Macklemore and his hit “Thrift Shop” was the first time since 1994 that a song reached number 1 on the Hot 100 chart without the support of a major record label.
Macklemore Made History With an Independent #1 Hit
When "Thrift Shop" hit #1 on the Billboard Hot 100 in January 2013, it wasn't just another chart-topper. Macklemore and producer Ryan Lewis accomplished something the music industry hadn't seen in nearly two decades: an independent artist reaching the top without the backing of a major record label.
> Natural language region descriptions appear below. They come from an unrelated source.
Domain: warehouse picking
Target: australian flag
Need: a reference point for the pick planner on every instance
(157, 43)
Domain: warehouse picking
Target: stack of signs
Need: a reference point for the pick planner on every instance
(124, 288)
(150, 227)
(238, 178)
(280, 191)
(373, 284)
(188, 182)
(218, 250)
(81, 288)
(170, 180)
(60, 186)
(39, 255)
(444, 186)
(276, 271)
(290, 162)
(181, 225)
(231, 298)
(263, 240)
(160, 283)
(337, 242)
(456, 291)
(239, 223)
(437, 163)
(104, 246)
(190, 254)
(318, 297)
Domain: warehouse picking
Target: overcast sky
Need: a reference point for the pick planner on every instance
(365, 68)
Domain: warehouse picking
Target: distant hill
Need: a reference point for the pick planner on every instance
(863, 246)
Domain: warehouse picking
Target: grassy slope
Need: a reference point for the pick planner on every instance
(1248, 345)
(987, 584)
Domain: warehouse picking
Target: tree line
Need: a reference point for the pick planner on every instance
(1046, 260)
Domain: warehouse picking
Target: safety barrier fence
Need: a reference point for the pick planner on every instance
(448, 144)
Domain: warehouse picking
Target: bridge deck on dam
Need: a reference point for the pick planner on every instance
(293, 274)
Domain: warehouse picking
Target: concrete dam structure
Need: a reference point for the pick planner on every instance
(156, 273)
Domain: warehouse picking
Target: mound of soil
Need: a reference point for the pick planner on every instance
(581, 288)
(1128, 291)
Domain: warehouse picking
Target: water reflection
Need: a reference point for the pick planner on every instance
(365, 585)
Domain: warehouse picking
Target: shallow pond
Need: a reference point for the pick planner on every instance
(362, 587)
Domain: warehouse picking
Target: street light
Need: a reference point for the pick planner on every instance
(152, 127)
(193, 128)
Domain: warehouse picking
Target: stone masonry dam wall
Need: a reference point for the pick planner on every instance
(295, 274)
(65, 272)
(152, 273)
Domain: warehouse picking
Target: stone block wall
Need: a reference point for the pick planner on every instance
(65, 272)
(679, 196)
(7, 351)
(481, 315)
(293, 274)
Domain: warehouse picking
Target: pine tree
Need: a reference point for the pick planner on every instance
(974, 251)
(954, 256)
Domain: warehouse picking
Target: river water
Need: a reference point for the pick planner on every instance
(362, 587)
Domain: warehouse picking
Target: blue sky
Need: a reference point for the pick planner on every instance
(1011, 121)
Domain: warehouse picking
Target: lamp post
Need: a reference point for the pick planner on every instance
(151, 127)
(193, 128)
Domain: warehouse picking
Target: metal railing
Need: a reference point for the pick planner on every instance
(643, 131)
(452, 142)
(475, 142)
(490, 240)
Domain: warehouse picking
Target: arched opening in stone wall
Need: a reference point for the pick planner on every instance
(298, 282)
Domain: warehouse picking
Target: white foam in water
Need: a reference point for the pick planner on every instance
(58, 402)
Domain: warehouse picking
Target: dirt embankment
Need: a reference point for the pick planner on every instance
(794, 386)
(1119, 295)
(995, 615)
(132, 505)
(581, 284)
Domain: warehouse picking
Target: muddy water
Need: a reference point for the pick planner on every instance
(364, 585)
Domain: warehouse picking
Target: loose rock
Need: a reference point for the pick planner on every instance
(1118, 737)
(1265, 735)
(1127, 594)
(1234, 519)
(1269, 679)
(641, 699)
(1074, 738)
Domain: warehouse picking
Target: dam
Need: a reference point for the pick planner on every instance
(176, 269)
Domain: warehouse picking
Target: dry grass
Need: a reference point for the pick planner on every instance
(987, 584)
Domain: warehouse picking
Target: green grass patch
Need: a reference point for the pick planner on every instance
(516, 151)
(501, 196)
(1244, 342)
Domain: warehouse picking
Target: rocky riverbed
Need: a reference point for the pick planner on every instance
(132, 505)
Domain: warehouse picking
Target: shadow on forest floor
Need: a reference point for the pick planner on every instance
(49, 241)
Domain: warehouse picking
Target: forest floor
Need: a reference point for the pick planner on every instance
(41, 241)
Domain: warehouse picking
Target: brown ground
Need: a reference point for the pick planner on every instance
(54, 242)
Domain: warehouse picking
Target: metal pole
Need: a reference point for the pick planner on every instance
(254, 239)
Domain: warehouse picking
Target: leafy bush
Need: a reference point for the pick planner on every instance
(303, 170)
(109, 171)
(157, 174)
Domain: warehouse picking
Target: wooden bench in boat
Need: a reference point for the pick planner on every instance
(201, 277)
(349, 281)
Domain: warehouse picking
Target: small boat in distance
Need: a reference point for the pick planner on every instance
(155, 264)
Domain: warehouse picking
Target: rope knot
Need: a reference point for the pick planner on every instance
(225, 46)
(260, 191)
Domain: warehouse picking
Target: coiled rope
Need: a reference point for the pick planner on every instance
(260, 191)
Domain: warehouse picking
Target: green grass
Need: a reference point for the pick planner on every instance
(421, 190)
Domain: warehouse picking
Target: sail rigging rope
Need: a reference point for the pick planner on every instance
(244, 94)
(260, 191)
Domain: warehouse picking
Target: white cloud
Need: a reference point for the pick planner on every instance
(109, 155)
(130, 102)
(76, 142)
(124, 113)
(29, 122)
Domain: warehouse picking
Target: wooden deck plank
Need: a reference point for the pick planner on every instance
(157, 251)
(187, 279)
The last time this happened? 1994, when singer-songwriter Lisa Loeb topped the charts with "Stay (I Missed You)" while completely unsigned.
The Indie Drought
For 19 years, major labels had an iron grip on the #1 spot. Sony, Universal, Warner—if you wanted to hit the top of the Billboard Hot 100, you needed their distribution networks, radio connections, and marketing muscle. Or so everyone thought.
Macklemore and Ryan Lewis released "Thrift Shop" on their own label, Macklemore LLC, proving that YouTube views, social media buzz, and genuine viral appeal could compete with multi-million dollar promotional campaigns. The song eventually sold over 6 million copies in the US alone.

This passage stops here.